А Луке же простим его нетактичность. Все равно ведь не зло его за язык тянуло. Уверен он был, что как раз в его совете и нуждаются и что без подсказки сам человек никогда не догадается, как правильно поступать. То есть действовал Лука, как ни крути, из лучших побуждений. Они и подтолкнули его как-то раз, остановившись у дома Сергия ровно там, где Богдан обычно остановки брал, отдуваясь от ходьбы и фыркая при каждом слове, обратиться с советом к Стасе.
– Ты б, девочка, лучше цветы у церкви посадила, – заговорил он с ней через оградку строгим голосом. – Толку было бы больше.
– Не больше, дядько Лука, – ответила Стася. – Там забор высокий. Прохожие цветов не увидят.
– Зато Бог увидит, – наставительно протянул Лука.
– Важнее, чтоб люди увидели, – выглянула Стася из-за бутонов кустовых роз, которые так сильны были приятным запахом, что удавалось ему проплыть через весь двор, перелезть через оградку и там пощекотать кончиком в ноздрях у Луки.
– А зачем тебе, чтоб люди их видели? – гнусавым голосом спросил тот.
– Ну как… – задумалась над ответом Стася. – Пройдет человек, увидит красоту, и она его спасет.
– Эх-хе-хе-хе-хе, – засмеялся Лука и потом еще долго не переставал похихикивать, идя дальше по своим делам, ерзая в тесном пиджаке плечами и выхрюкивая из ноздрей цветочный аромат.

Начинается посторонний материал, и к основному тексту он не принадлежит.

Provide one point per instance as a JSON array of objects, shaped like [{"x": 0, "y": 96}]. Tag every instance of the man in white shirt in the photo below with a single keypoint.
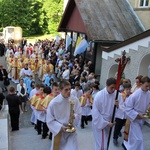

В дальнейшем еще не раз приходилось ему намекать на то, что не один Богдан у них в Волосянке такой интересный. Мол, того-то красота уже спасла, и результат спасения «мы все увидели». А стало быть, не дай Боже и не приведи Господь красотой быть спасенным. Оно, конечно, не хотел Лука Стасе зла, но язык человеческий, он ведь такой – не может обойтись без дела. А когда сообщить особо нечего, то и начинает язык жить своей жизнью, выкрутасничать, изобретая то, чего нет, и вытягивая россказни из ниоткуда. И когда Лука вот так сиюминутно молол и перемалывал, не думал он о том, что намолоченное может тяжко лечь на судьбу девочки. А потому простим ему и эту его слабость, как и тем простим, кто намеленное подхватывал. По одной простой причине они прощения заслуживают – делали они то по неведению и не со зла.